Local 2663 - State of CT Social & Human Service Professional Employees (P-2)

Fighting For Real Retirement Security

L-R: Local 714 members Jay Bartolomei, Joe Scmidt, Jeff Farmer and Rob Newton at Council 4 Lobby Day.

Whenever the economy is in dire straits, pundits and demagogues start looking for scapegoats. An all-time favorite is the myth of public employees and their allegedly fat – yet underfunded – pensions.

The perverse spins goes something like this: "State pension plans are going broke, and only Wall Street can save us!" Or, "Defined benefit plans cost taxpayers too much. Everyone should have a 401(k)."

That makes for good demagoguery, but it ignores the facts, says AFSCME Director of Research Kerri Korpi:

“Our members have taken furloughs in a number of states, they’ve taken layoffs, wage freezes and cuts in pensions. When we’re talking about public employee pensions, let’s talk about facts. The average member of AFSCME makes a pension of about $20,000. That’s after a career of service contributing anywhere from 4% to 8% of their salary, year in and year out. A number of those folks don’t get Social Security, so that pension is all they’ve got in retirement.”
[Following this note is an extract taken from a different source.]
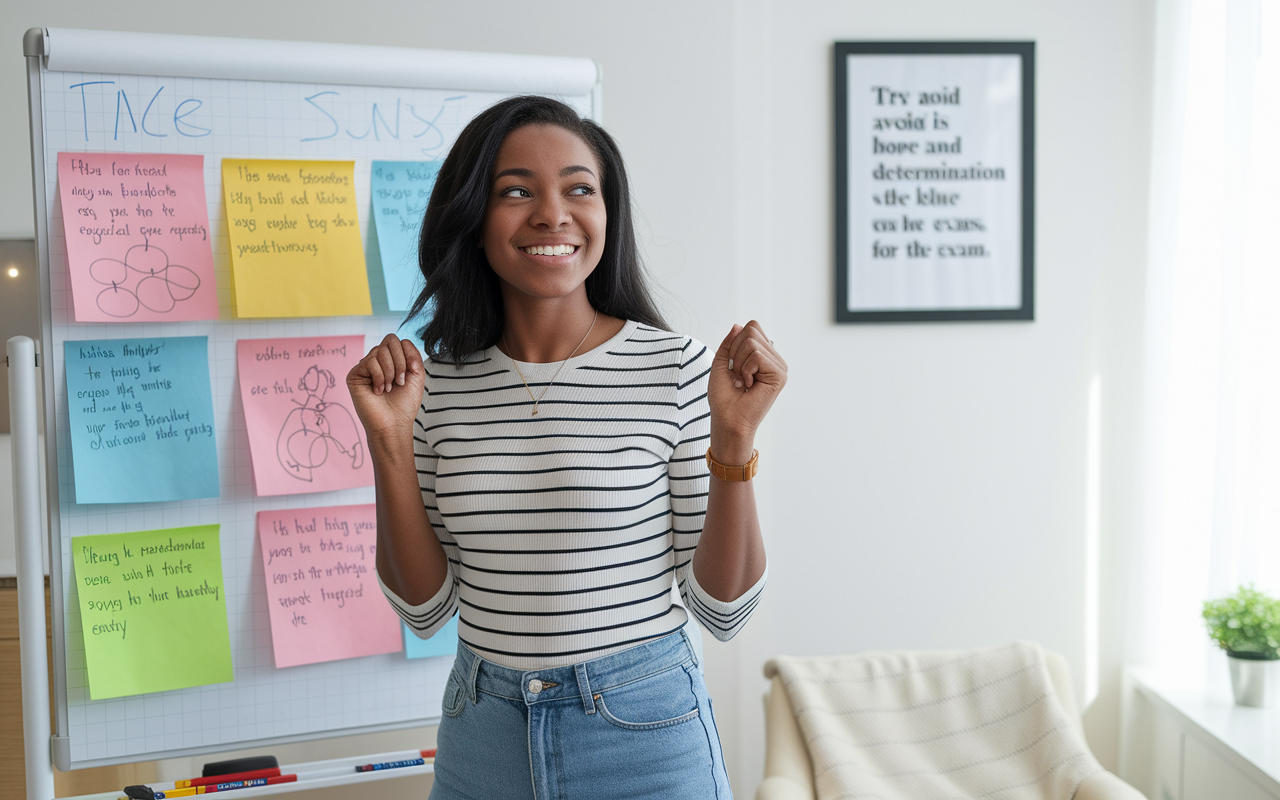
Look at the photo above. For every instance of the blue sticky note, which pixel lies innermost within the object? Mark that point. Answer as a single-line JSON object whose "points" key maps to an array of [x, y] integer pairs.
{"points": [[443, 643], [401, 191], [142, 420]]}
Republican gubernatorial candidate Tom Foley and others who push "defined contribution plans" or 401(k) savings accounts over real pension protection for working families want workers to take all the risk while Wall Street makes higher profits.

The reality is that dropping less costly pensions in favor of risky savings accounts does not make economic sense; it's just a smoke screen to demonize public service workers and the vital services they provide.

As Local 714 President Jay Bartolomei recently wrote in a letter to the editor published by the Hartford Courant:

Gubernatorial candidate Dan Malloy discusses Connecticut's economic challenges with Council 4 union members.

"Our problem is not that public service workers have decent pensions in the form of defined benefit plans; it is that so many other employees do not. Manipulating the politics of ‘pension envy’ may fit the [media’s] anti-working class agenda, but it won’t solve the issue of declining revenues and the failure of elected leaders to keep up with their pension obligations."